Old Wencerian Proverb

Enough finally became enough.

In the deepest hour of a December night in 1914, an extraordinary event occurred. With no warning, a structural failure caused the LIRR's water tank to spontaneously explode. 50,000 gallons of water crashed straight down into the Triangle, noisily triggering a short-lived tsunami. The sound awakened people throughout the village, but to those who lived nearby, noise was not the concern. A number of houses did not withstand the wave and were flooded, including the home of Charles Fassbender of the Bank of Hicksville.


Charles E. Fassbender, Founder, Bank of Hicksville
Hicksville Public Library Digital Images at https://nyheritage.org
(digitally modified by the author)

Despite protests from some townspeople and the local press, the railroad promptly replaced the old tank with another one, constructed in precisely the same place. It did not help the railroad's image that in January, three weeks after the disaster, the hastily-built replacement sprang a leak. A thick, irregular, monolithic ice sheet covered the breadth of Jerusalem Avenue, rendering it impassable.

Those three weeks likely accelerated change in the Triangle. Long-time residents began to move. House-mover Frank Kunz had unexpected work. He moved one house to West Marie Street (a street which people now thought more fashionable), to be extensively renovated. A second structure was moved to a new address on Jerusalem Avenue, further from the water tank than before. Repairs on the Fassbender house would not begin until June, as a lawsuit for damages had to be settled first. Regardless, the Fassbenders moved a few blocks east.

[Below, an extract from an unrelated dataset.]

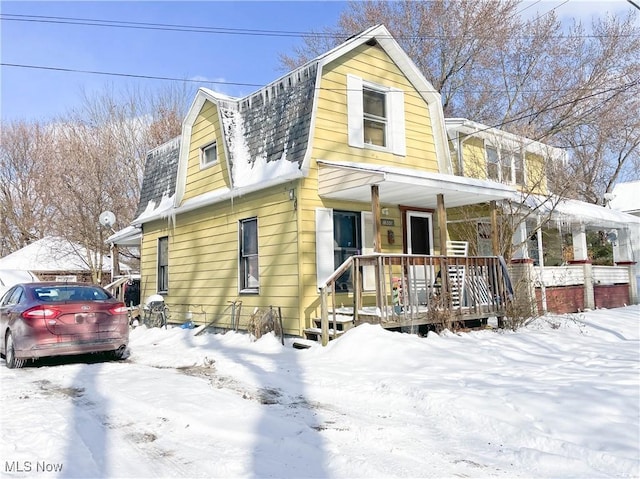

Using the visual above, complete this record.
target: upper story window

Although Depot Square was still used, it now was less suitable for concerts or events that required a solemn dignity. Traffic and train noise was louder and more frequent. With more industrial properties nearby, and with fewer houses, gardens, and trees, it was less pastoral. The infamous water tank loomed over it. Furthermore, a gate tower - the lookout point for the person who remotely raised / lowered the crossing gates on Broadway and Jerusalem Avenue - had been nibbled into the Square. Today, the tower might look quaint to fans of c.1900 railroad architecture, but I'd wager that the villagers of the 1920s found little appeal in its being there.


Depot Square c.1920; at left is the tower used to control the crossing gates.
http://www.trainsarefun.com/lirr/hicksville/hicksville.htm (digitally modified)
The photographer did what s/he could to hide the unsightly water tank, but a
corner of it can be seen poking up behind the upper-right edge of the boulder.

But where else in the center of Hicksville was there a suitable public space?

Thus, during World War I, the village's Service Flag banner was proudly raised in the Square, so that everyone who came through downtown Hicksville would see how many young people the village had sent to war. Afterwards, the War Monument was put there, and the oaks were planted there, in the belief that Depot Square would always be at the village's core. Year after year, it grew less and less special. Prophetically, one of the three oak trees withered, possibly from the incessant exposure to the fumes of railroad and traffic.

By the end of World War II, everyone agreed that the Square was not the place to put the next monument. A dignified, quiet corner of the High School grounds, not very far away on Jerusalem Avenue, was chosen, and in 1947 the boulder was transported south to be with it.

Thanks to the magic of bulldozers and asphalt, Depot Square soon receded into oblivion. In its place, Hicksville got a new diner. Ironically, its damage done, the LIRR water tank soon disappeared as well: in 1955, the railroad stopped using steam locomotives, and it had the tank demolished.